Skin-tint / serum cushion
A newer category with lighter coverage and treatment ingredients (niacinamide, snail mucin, rice extract). Good for "my skin but better" days. Romand Zero Cushion, Tirtir Mask Fit Red Cushion.
The five Korean cushions worth knowing in 2024
1. Laneige Neo Cushion Glow
The benchmark dewy cushion. SPF 50+ PA+++. Long-wearing, hydrating, Instagram-friendly finish. Shade range has expanded to 12 options. Around $54 CAD including a refill.
2. Tirtir Mask Fit Red Cushion
Went viral on TikTok in 2023 for the unusually long wear time (up to 24 hours claimed, closer to 12 in Canadian humidity). Matte-to-satin finish. Medium-to-full coverage that builds well.
3. Clio Kill Cover Fixer Cushion
Heavier coverage, strong lasting power. Our pick for someone transitioning from an LA Mer or Estee Lauder liquid foundation who wants similar coverage with less effort.
4. Romand Zero Cushion
A lighter skin-tint cushion from the same brand that makes the most-loved Korean lip tints (see Korean Lip Tints Ranked). Good for minimal-makeup days.
5. Missha M Magic Cushion
Budget option, around $22 CAD, with a cult following. Proves that cushion quality does not scale linearly with price. Limited shade range.
Application technique
The press-tap-pat motion is what makes a cushion application look even. Rubbing a cushion puff across your face defeats the purpose.
- Press the puff onto the sponge once.
- Press onto the centre of the face (forehead, nose, chin, cheeks) - not swept.
- Tap outward to blend.
- For extra coverage, reload and repeat on specific zones.
- Follow with a translucent powder on the T-zone if your skin is oily.
The puff itself needs washing every 3 to 4 days with a gentle cleanser. A dirty puff is the fastest way to cause cushion-induced breakouts.
Refill economics
Most Korean cushions sell the compact once and then sell cheaper refills. A Laneige cushion compact with refill is around $54 CAD; the standalone refill is around $35 CAD.
A cushion lasts three to four months at daily use. A liquid foundation of comparable volume lasts about the same time but costs $40 to $60 per bottle, with no refill option. Over a year, cushions come out meaningfully cheaper, especially when you factor in the shared compact that does not need replacing.
When a cushion is the wrong choice
Cushions are not the right format for:
- Very dry or mature skin that wants a fully dewy, slip-off-the-face finish.
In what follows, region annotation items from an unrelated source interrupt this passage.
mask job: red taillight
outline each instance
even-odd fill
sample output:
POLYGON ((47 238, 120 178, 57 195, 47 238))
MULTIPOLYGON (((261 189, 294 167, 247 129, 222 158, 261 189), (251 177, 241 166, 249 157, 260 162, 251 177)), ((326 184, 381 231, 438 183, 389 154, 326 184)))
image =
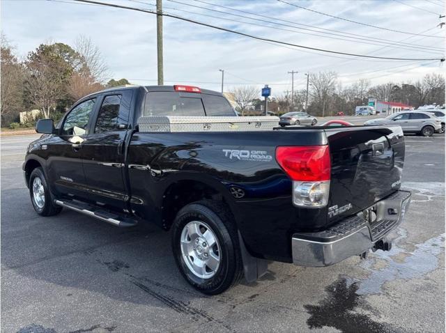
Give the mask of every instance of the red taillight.
POLYGON ((293 180, 330 180, 328 146, 277 147, 276 160, 293 180))
POLYGON ((177 84, 174 86, 174 88, 175 88, 176 91, 185 91, 186 93, 200 93, 201 92, 200 88, 197 86, 178 86, 177 84))

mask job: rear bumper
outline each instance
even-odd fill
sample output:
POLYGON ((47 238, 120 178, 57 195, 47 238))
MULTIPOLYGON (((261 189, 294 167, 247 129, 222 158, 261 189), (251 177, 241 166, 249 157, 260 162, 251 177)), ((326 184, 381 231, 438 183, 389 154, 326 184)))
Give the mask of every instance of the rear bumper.
POLYGON ((295 233, 291 240, 293 263, 329 266, 368 251, 402 222, 410 201, 410 192, 399 190, 327 230, 295 233), (376 219, 369 222, 374 215, 376 219))

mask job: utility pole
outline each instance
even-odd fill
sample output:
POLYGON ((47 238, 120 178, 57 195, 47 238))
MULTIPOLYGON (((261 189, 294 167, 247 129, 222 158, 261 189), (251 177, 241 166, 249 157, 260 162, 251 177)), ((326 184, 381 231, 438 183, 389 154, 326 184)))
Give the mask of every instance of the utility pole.
POLYGON ((307 75, 307 93, 305 95, 305 111, 308 109, 308 84, 309 83, 309 73, 305 74, 307 75))
POLYGON ((291 75, 291 112, 294 111, 294 74, 298 74, 297 70, 291 70, 288 74, 291 75))
POLYGON ((218 70, 222 72, 222 93, 223 93, 223 83, 224 82, 224 70, 218 70))
POLYGON ((162 0, 156 0, 156 46, 158 63, 158 86, 164 84, 162 61, 162 0))

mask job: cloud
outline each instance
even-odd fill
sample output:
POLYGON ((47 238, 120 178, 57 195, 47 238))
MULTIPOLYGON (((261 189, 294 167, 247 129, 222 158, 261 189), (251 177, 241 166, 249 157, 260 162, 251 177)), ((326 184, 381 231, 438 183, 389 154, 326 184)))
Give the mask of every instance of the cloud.
MULTIPOLYGON (((105 2, 107 0, 102 1, 105 2)), ((153 0, 140 1, 147 4, 123 1, 109 0, 108 2, 154 9, 154 6, 151 6, 155 3, 153 0)), ((343 38, 348 39, 348 41, 339 40, 333 38, 342 37, 332 35, 325 35, 323 37, 324 34, 320 32, 273 24, 271 23, 272 20, 266 17, 257 17, 267 22, 254 21, 192 7, 190 5, 252 16, 248 14, 230 11, 192 0, 178 1, 187 4, 164 0, 164 10, 270 39, 344 52, 372 54, 381 56, 431 58, 443 54, 423 47, 408 50, 394 46, 376 51, 383 47, 381 43, 373 42, 380 45, 372 45, 353 42, 348 38, 343 38), (196 14, 173 8, 194 12, 196 14), (215 17, 202 16, 201 14, 215 17), (252 24, 260 24, 261 26, 252 24)), ((289 1, 365 24, 412 33, 419 33, 433 28, 440 22, 433 14, 389 0, 289 1)), ((294 22, 279 22, 291 26, 295 26, 296 24, 312 25, 344 31, 346 34, 364 35, 367 38, 383 38, 394 41, 410 37, 403 42, 424 45, 425 47, 444 47, 443 39, 410 36, 355 24, 273 0, 207 0, 206 2, 294 22)), ((423 3, 423 6, 426 8, 429 7, 433 11, 442 10, 441 7, 429 2, 423 3)), ((100 49, 115 78, 125 77, 134 83, 156 84, 155 15, 102 6, 56 1, 1 1, 1 21, 2 30, 13 44, 17 46, 20 54, 26 55, 26 52, 35 49, 48 38, 72 45, 77 36, 83 34, 90 36, 100 49)), ((299 26, 321 31, 309 26, 299 26)), ((440 28, 426 33, 444 36, 440 28)), ((169 17, 164 18, 164 78, 167 80, 167 84, 173 84, 176 80, 189 82, 191 84, 212 82, 197 85, 220 90, 221 73, 218 70, 222 68, 226 72, 226 87, 245 84, 257 84, 260 88, 264 84, 269 84, 272 87, 273 95, 277 95, 284 90, 291 89, 291 75, 287 72, 291 70, 299 72, 295 75, 296 88, 305 87, 306 77, 304 73, 318 70, 337 72, 340 80, 344 84, 360 77, 370 78, 372 84, 388 81, 407 82, 419 79, 428 72, 443 70, 439 67, 439 62, 420 63, 425 65, 412 64, 404 68, 400 66, 406 63, 401 61, 352 59, 345 56, 322 54, 260 42, 169 17), (398 68, 394 69, 394 67, 398 68), (383 71, 352 75, 354 73, 374 72, 377 70, 383 71), (399 72, 392 75, 394 72, 399 72), (347 76, 342 77, 343 75, 347 76)))

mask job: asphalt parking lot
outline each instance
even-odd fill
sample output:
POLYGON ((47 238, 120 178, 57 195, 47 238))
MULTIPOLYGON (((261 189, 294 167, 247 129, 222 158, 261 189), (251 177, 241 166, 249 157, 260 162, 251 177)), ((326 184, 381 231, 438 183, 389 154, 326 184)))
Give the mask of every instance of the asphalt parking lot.
POLYGON ((406 138, 413 201, 390 251, 324 268, 273 263, 214 297, 183 279, 155 227, 38 217, 21 169, 36 137, 1 138, 2 332, 445 330, 444 135, 406 138))

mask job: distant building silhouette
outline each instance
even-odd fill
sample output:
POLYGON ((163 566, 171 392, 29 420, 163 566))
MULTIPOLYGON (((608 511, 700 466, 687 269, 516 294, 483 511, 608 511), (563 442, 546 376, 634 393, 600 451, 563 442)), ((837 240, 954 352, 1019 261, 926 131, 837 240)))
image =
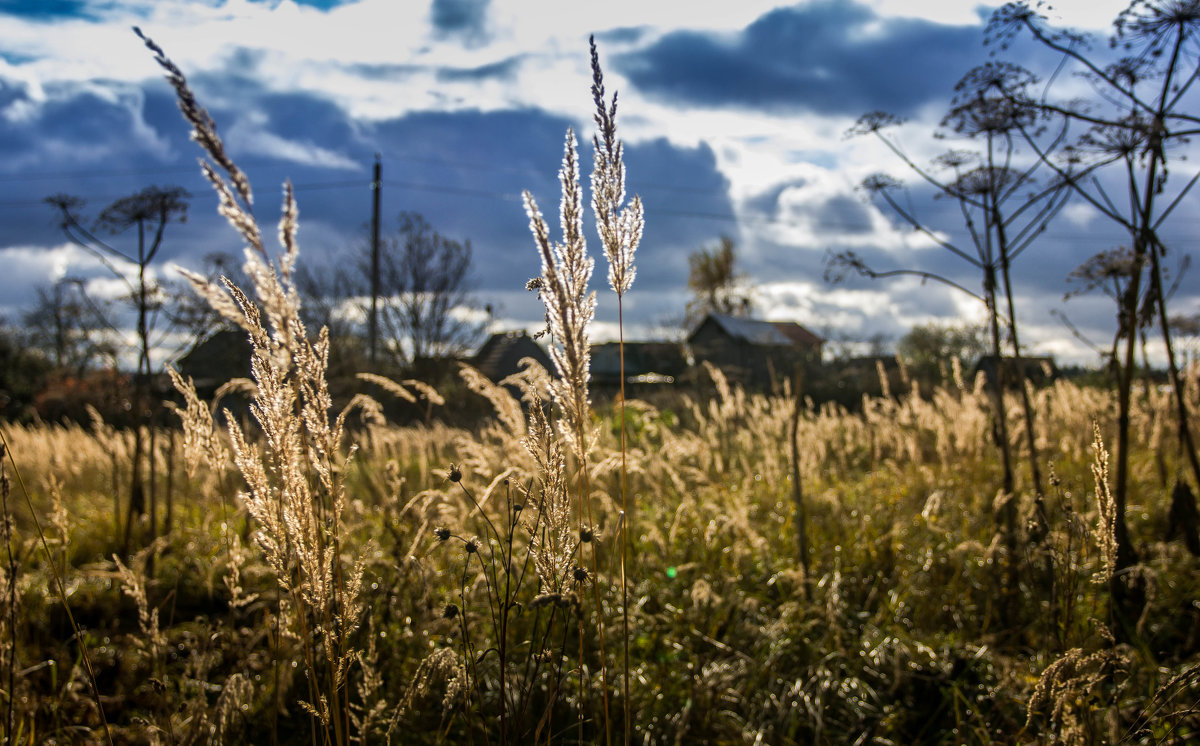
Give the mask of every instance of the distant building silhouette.
POLYGON ((468 361, 492 381, 499 381, 521 372, 521 360, 532 357, 547 371, 553 372, 550 355, 533 337, 523 331, 498 332, 488 337, 468 361))
POLYGON ((709 313, 688 335, 697 362, 720 368, 731 383, 762 389, 821 362, 824 339, 794 321, 760 321, 709 313))

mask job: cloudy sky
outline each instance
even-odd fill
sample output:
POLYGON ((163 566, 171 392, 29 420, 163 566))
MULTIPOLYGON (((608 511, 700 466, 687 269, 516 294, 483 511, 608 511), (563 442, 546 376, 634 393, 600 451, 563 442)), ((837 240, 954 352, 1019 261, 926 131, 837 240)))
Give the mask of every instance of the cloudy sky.
MULTIPOLYGON (((941 285, 830 285, 823 270, 829 252, 852 249, 880 269, 914 266, 979 287, 972 267, 865 200, 856 187, 871 173, 912 178, 877 142, 845 133, 860 114, 883 109, 907 120, 898 134, 917 162, 954 145, 932 134, 956 80, 992 59, 983 40, 996 5, 0 0, 0 315, 18 319, 38 287, 62 277, 101 287, 104 271, 64 240, 42 203, 49 194, 83 197, 95 213, 143 187, 179 185, 192 206, 187 223, 168 231, 161 271, 240 252, 215 213, 172 91, 130 30, 138 25, 188 76, 248 173, 260 218, 274 223, 284 179, 296 185, 304 261, 354 261, 380 154, 385 229, 412 210, 469 239, 473 287, 496 326, 536 327, 540 307, 523 287, 539 261, 520 194, 532 191, 553 215, 565 131, 590 138, 594 34, 608 89, 620 94, 629 188, 646 203, 625 300, 632 337, 678 324, 688 255, 721 235, 737 241, 758 313, 772 320, 832 339, 979 320, 978 301, 941 285)), ((1123 2, 1057 5, 1061 23, 1103 35, 1123 2)), ((1021 43, 1003 54, 1052 70, 1052 59, 1021 43)), ((1063 76, 1056 85, 1067 95, 1080 84, 1063 76)), ((1182 182, 1190 168, 1176 162, 1171 179, 1182 182)), ((965 240, 954 205, 913 186, 913 209, 944 239, 965 240)), ((1177 257, 1200 233, 1192 215, 1178 210, 1166 231, 1177 257)), ((1063 293, 1073 267, 1120 241, 1110 223, 1072 205, 1019 259, 1019 319, 1033 351, 1097 360, 1051 312, 1100 345, 1111 339, 1111 301, 1064 303, 1063 293)), ((590 243, 598 252, 594 234, 590 243)), ((602 282, 600 260, 594 283, 602 282)), ((1172 303, 1200 311, 1193 278, 1172 303)), ((614 319, 614 301, 601 293, 594 336, 611 336, 614 319)))

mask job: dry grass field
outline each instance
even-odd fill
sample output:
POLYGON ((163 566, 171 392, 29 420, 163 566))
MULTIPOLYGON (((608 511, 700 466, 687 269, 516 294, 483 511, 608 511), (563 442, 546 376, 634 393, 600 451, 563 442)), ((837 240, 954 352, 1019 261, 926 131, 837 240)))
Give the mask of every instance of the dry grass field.
MULTIPOLYGON (((1105 390, 1030 389, 1040 499, 1020 459, 1000 488, 995 433, 1021 452, 1020 397, 996 427, 960 374, 853 413, 716 369, 594 405, 569 132, 562 241, 526 199, 553 369, 498 385, 463 368, 460 396, 493 411, 470 428, 438 423, 440 395, 412 381, 370 379, 431 425, 391 425, 365 395, 335 407, 328 333, 299 317, 290 188, 272 257, 248 181, 146 43, 247 246, 252 287, 193 282, 252 342, 250 407, 214 410, 176 375, 180 427, 138 439, 140 470, 134 435, 98 419, 4 427, 7 742, 1200 739, 1200 560, 1169 392, 1130 404, 1136 561, 1120 568, 1105 390), (152 518, 126 530, 136 473, 152 518)), ((619 300, 641 203, 594 50, 593 70, 592 211, 619 300)))

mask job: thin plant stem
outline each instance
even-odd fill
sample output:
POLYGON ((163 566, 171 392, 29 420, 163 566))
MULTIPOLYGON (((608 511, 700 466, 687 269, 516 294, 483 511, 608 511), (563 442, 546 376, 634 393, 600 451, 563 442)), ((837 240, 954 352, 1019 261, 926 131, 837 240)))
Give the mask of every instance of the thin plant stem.
POLYGON ((50 553, 50 546, 46 541, 46 533, 42 530, 42 522, 37 518, 37 511, 34 510, 34 500, 29 495, 29 488, 25 486, 25 479, 20 475, 20 469, 17 467, 17 459, 12 456, 12 446, 8 444, 8 437, 5 434, 4 428, 0 428, 0 443, 4 444, 5 451, 8 452, 8 463, 12 464, 12 474, 17 477, 17 485, 20 486, 20 491, 25 494, 25 505, 29 507, 29 517, 34 519, 34 528, 37 529, 37 540, 42 545, 42 552, 46 553, 46 561, 50 566, 50 574, 54 577, 54 586, 59 591, 59 600, 62 602, 62 609, 67 613, 67 621, 71 622, 71 630, 74 632, 74 637, 79 640, 79 656, 83 658, 83 667, 88 672, 88 682, 91 685, 91 696, 96 700, 96 711, 100 714, 100 723, 104 728, 104 740, 108 746, 113 746, 113 734, 108 730, 108 718, 104 717, 104 705, 100 699, 100 687, 96 685, 96 672, 91 666, 91 656, 88 654, 88 640, 84 638, 83 632, 79 630, 79 625, 76 622, 74 614, 71 612, 71 604, 67 603, 66 585, 62 583, 62 573, 59 571, 59 566, 54 562, 54 555, 50 553))

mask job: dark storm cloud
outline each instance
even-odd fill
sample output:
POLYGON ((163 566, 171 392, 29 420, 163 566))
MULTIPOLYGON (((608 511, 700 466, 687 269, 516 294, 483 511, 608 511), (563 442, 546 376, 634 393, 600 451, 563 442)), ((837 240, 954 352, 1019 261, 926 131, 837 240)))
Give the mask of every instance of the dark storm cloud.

A liquid hydrating foundation pressed in with fingers does this better.
- Photo or video work that requires buildable full coverage with precise blending. A liquid with a beauty sponge will out-perform.
- Very sensitive skin that reacts to the higher-water formulas in cushions. The preservative load is slightly higher than in liquid foundations to compensate for the sponge environment.
The Canadian case for cushions
The reason cushions are taking over Canadian bathrooms is not that they are trendy. It is that they solve four specific problems at once: humidity resistance, speed, built-in SPF, and refill economics. For a Toronto or Montreal summer, a Vancouver rainy winter, or a Calgary dry morning that turns into a windy afternoon, the format holds up.
Start with one cushion in your shade. Use it daily for a month. You will understand why Korean women have not used liquid foundations in 15 years. It is not a trend. It is a format upgrade.